About 4 months had passed since the going away party and since I last heard from Alton, I still talked to Ron almost every other day and made plans that we almost never kept. The weekend before my birthday I wanted to go out and do something I didn’t do since I was a little boy and that was fish. I asked Ron to come but he told me he had to work so I just invited a few of my cousins instead. I made it to the spot where we were supposed to be meeting up at, I was a bit surprised that I was the only one that made it early because I was usually the one that was late. I sat in the car for about 10 mins before I saw another car pulling up, when it got near me, I saw that it was my cousin.
  “About damn time you showed up; I was starting to think nobody was going to come.” I said to her once we got out our cars.
  “Shut up I had a long night……. Don’t ask.”
  “I guess but let’s get started so I can collect on that bet.” I said laughing.
  “I don’t know why you would want to bet me knowing I’m going to crush yo ass on catching these fish.”
  “I hear ya but make sure you have my funds bitch.” I said laughing as we got our stuff set up for the day.
   Half the morning went by and we were what and what with the amount of fish we caught. I was reeling in the last fish I caught when I heard another car coming from behind us. I didn’t bother looking back because I knew it was probably the other cousin that was supposed to be here hours ago. I went to put my fish in the cooler and looked back to see the car that pulled in wasn’t my cousin, it was Ron. He walked up to where we were and looked at us like we were crazy.
  “I thought you had to work with yo lying ass.” I said throwing a piece of ice at him out the cooler.
  “I know you aint just throw that nasty ass ice on me……… and I did have to work but I left early so I could come out to this raggedy ass place.” He said sitting in my chair.
  “Well shouldn’t I feel lucky that you actually made time for your friend.” I said rolling my eyes.
  “You should bastard, I didn’t have to waste my gas and since we are talking about that, wasn’t it you the one cancelled on me the last few times?”
  “You fucking liar.” I said and he burst out laughing.
  “I swear if I didn’t know any better……. I would swear yall were an old married couple as much as yall be into it.” My cousin said reeling in another fish.

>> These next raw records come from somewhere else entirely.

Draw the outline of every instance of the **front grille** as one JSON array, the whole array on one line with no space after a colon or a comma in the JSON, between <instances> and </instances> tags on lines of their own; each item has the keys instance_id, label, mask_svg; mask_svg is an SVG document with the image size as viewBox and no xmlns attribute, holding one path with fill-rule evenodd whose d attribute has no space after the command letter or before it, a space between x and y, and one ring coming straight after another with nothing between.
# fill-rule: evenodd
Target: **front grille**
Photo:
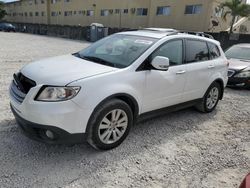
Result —
<instances>
[{"instance_id":1,"label":"front grille","mask_svg":"<svg viewBox=\"0 0 250 188\"><path fill-rule=\"evenodd\" d=\"M36 83L25 77L23 74L15 74L10 86L10 95L19 103L22 103L29 90L36 86Z\"/></svg>"},{"instance_id":2,"label":"front grille","mask_svg":"<svg viewBox=\"0 0 250 188\"><path fill-rule=\"evenodd\" d=\"M235 71L234 70L228 70L227 76L232 77L234 75Z\"/></svg>"}]
</instances>

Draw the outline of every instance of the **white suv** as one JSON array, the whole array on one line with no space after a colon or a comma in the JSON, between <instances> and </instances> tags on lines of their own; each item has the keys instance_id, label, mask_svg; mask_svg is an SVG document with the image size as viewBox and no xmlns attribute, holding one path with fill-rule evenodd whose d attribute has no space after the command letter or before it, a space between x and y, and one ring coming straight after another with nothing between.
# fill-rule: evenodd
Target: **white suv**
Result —
<instances>
[{"instance_id":1,"label":"white suv","mask_svg":"<svg viewBox=\"0 0 250 188\"><path fill-rule=\"evenodd\" d=\"M106 37L86 49L14 74L11 109L23 132L46 143L87 141L111 149L144 115L223 97L228 62L219 42L173 29ZM156 111L157 110L157 111Z\"/></svg>"}]
</instances>

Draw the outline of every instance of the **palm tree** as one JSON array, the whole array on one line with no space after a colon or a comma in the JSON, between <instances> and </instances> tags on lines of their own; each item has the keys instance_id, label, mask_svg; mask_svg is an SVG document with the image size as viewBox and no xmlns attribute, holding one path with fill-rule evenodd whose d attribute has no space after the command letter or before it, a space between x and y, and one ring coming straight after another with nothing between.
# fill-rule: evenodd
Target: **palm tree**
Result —
<instances>
[{"instance_id":1,"label":"palm tree","mask_svg":"<svg viewBox=\"0 0 250 188\"><path fill-rule=\"evenodd\" d=\"M227 11L223 15L224 20L226 20L228 15L232 16L230 34L233 33L233 25L237 16L248 17L250 15L250 5L243 3L242 0L226 1L220 4L220 8L227 8Z\"/></svg>"},{"instance_id":2,"label":"palm tree","mask_svg":"<svg viewBox=\"0 0 250 188\"><path fill-rule=\"evenodd\" d=\"M0 1L0 20L7 15L7 12L4 10L4 2Z\"/></svg>"}]
</instances>

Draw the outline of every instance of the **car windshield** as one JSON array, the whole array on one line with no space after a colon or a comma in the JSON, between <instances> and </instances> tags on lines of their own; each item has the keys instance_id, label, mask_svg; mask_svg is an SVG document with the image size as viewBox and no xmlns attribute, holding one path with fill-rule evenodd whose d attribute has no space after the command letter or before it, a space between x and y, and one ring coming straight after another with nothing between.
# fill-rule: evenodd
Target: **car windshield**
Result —
<instances>
[{"instance_id":1,"label":"car windshield","mask_svg":"<svg viewBox=\"0 0 250 188\"><path fill-rule=\"evenodd\" d=\"M225 54L228 59L233 58L250 61L250 48L247 47L233 46L229 48Z\"/></svg>"},{"instance_id":2,"label":"car windshield","mask_svg":"<svg viewBox=\"0 0 250 188\"><path fill-rule=\"evenodd\" d=\"M156 40L150 37L115 34L95 42L75 55L99 64L124 68L131 65Z\"/></svg>"}]
</instances>

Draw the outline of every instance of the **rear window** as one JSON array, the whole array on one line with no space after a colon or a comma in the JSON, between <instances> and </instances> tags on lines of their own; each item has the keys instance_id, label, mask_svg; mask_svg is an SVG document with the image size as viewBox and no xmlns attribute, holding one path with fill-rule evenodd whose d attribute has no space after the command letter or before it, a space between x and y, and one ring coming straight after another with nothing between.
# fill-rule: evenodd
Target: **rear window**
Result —
<instances>
[{"instance_id":1,"label":"rear window","mask_svg":"<svg viewBox=\"0 0 250 188\"><path fill-rule=\"evenodd\" d=\"M250 48L241 47L241 46L233 46L229 48L226 52L226 57L228 59L243 59L250 60Z\"/></svg>"},{"instance_id":2,"label":"rear window","mask_svg":"<svg viewBox=\"0 0 250 188\"><path fill-rule=\"evenodd\" d=\"M220 57L220 50L217 45L208 43L208 48L209 48L209 57L210 59L216 59Z\"/></svg>"},{"instance_id":3,"label":"rear window","mask_svg":"<svg viewBox=\"0 0 250 188\"><path fill-rule=\"evenodd\" d=\"M186 40L186 61L187 63L207 61L209 53L207 43L198 40Z\"/></svg>"}]
</instances>

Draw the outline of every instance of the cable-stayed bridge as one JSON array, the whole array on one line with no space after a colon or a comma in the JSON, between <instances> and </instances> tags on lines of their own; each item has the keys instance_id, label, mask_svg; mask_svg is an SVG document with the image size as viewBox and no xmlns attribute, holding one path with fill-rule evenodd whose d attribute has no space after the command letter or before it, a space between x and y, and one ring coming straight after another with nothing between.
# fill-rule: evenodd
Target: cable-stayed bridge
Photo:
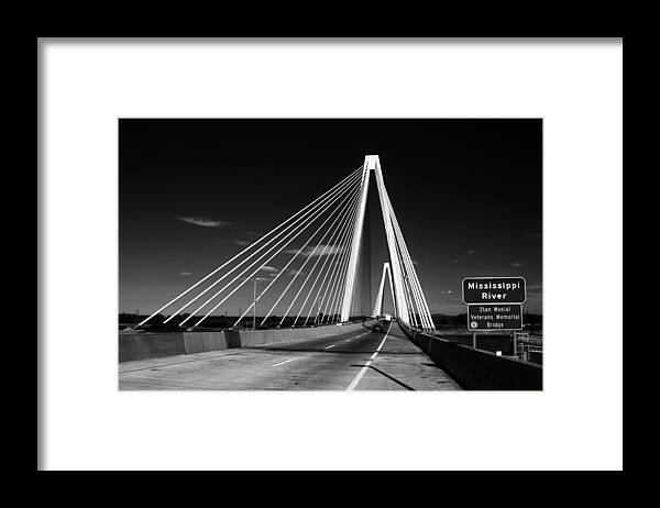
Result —
<instances>
[{"instance_id":1,"label":"cable-stayed bridge","mask_svg":"<svg viewBox=\"0 0 660 508\"><path fill-rule=\"evenodd\" d=\"M371 266L361 263L361 254L369 254L372 179L388 255L366 319L356 310L363 303L356 291L361 273ZM204 327L232 299L244 302L250 286L251 303L232 327ZM384 312L386 295L394 319ZM540 366L435 335L377 155L367 155L337 185L135 328L144 330L162 312L164 323L179 331L120 334L121 389L540 389L542 384Z\"/></svg>"},{"instance_id":2,"label":"cable-stayed bridge","mask_svg":"<svg viewBox=\"0 0 660 508\"><path fill-rule=\"evenodd\" d=\"M348 322L355 308L359 258L365 222L370 181L375 179L389 258L384 270L391 279L394 314L405 325L432 331L431 313L389 200L377 155L367 155L364 164L344 179L286 219L273 230L222 263L144 319L172 311L164 321L177 317L182 329L194 331L227 305L244 286L253 283L252 303L233 323L251 317L254 328L264 327L279 311L280 327ZM271 277L264 277L268 270ZM262 287L257 291L257 281ZM382 285L381 285L382 286ZM373 317L382 316L380 303ZM264 301L271 297L267 306ZM256 307L262 316L255 320ZM183 313L186 313L180 319Z\"/></svg>"}]
</instances>

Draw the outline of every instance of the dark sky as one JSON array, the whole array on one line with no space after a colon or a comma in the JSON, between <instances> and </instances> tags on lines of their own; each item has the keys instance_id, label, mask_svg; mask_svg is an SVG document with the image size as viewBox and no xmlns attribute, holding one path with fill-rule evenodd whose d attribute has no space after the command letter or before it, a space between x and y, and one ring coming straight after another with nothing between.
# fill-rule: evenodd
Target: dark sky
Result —
<instances>
[{"instance_id":1,"label":"dark sky","mask_svg":"<svg viewBox=\"0 0 660 508\"><path fill-rule=\"evenodd\" d=\"M120 312L155 310L367 154L431 312L465 311L463 277L513 275L527 279L525 309L541 312L541 120L124 119L119 153ZM387 261L375 196L374 297ZM244 310L252 289L230 301L217 313Z\"/></svg>"}]
</instances>

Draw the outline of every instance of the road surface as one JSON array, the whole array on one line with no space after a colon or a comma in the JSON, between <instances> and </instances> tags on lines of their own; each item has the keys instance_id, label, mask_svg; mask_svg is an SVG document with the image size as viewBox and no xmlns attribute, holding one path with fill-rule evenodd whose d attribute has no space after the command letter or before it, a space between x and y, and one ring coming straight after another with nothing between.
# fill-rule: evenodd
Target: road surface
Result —
<instances>
[{"instance_id":1,"label":"road surface","mask_svg":"<svg viewBox=\"0 0 660 508\"><path fill-rule=\"evenodd\" d=\"M395 322L306 342L119 364L119 388L215 390L455 390Z\"/></svg>"}]
</instances>

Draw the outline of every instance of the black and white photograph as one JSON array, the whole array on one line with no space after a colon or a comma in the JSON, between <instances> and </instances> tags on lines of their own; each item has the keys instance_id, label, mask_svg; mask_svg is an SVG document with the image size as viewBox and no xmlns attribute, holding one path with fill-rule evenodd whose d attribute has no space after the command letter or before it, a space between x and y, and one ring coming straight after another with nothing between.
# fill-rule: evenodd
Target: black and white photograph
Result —
<instances>
[{"instance_id":1,"label":"black and white photograph","mask_svg":"<svg viewBox=\"0 0 660 508\"><path fill-rule=\"evenodd\" d=\"M623 471L623 37L37 37L37 471Z\"/></svg>"},{"instance_id":2,"label":"black and white photograph","mask_svg":"<svg viewBox=\"0 0 660 508\"><path fill-rule=\"evenodd\" d=\"M121 119L119 388L542 388L541 119Z\"/></svg>"}]
</instances>

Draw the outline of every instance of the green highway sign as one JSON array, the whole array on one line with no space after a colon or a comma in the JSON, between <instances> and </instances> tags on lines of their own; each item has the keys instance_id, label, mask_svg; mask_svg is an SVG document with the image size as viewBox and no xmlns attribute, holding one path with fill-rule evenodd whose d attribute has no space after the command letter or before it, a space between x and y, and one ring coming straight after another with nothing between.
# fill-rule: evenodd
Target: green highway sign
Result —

  “Because he is an asshole.” I said throwing my reel back out into the water, once my reel was secure in the water, I attempted to sit down but instead I hit the ground hard. “You are such a bitch bruh.” I said looking at them both laughing.
  “That’s what yo ass get for talking shit.” We stayed out for a few more hours before my cousin conceded defeat, paid me the bet and left to go home. I was packing up my things with Ron when he pulled me into a headlock. “What else you want to do today punk?” He asked while I was still in the headlock.
  “I might be going to jail if yo dumbass don’t let me go.” I said pinching him in the side. “But I don’t have anything planned but going give these fish to one of my uncles and then go home.”
  “Boring ass, let’s go out and get fucked up bruh.” He said.
  “Ok but I’m not driving and also you know you have to get permission from your boo first.” I said laughing.
  “You do know I’m a grown ass man, right? Plus, we not on good terms right now anyway.” He said shaking his head.
  “Being sprung have nothing to do with being grown it just mean you forgot how to be a man, and when are yall on good terms?” I said while getting in my car.
  “Nah that’s your territory messing with them lame ass niggas but I’ma be over at 8 so be ready.” He said mushing my head.
  “Put yo hands on me again and I’ma tase yo ass bitch.”
  We both left from where we were, I went to go get rid of the fish we caught but got held up talking to my uncle as per usual. When I looked at the time it was approaching 5 o’clock and I still haven’t made it home yet. I finally reached my house after about 5:30, I still needed to take a shower and pick out some clothes for tonight. After taking a shower, I wrapped the towel around my waist and walked to my closet to find something to wear. I picked out my clothes and went laid across the bed, I didn’t plan on going to sleep but my body had a different agenda than I did. I was woken up by someone banging on my door like they had lost they damn mind. It didn’t take a rocket scientist to figure out who it was because it was only one person, I know who would do stupid shit like that.
  “I swear you act like you aint got the sense God gave a mule.” I said swinging the door open and looking at Ron.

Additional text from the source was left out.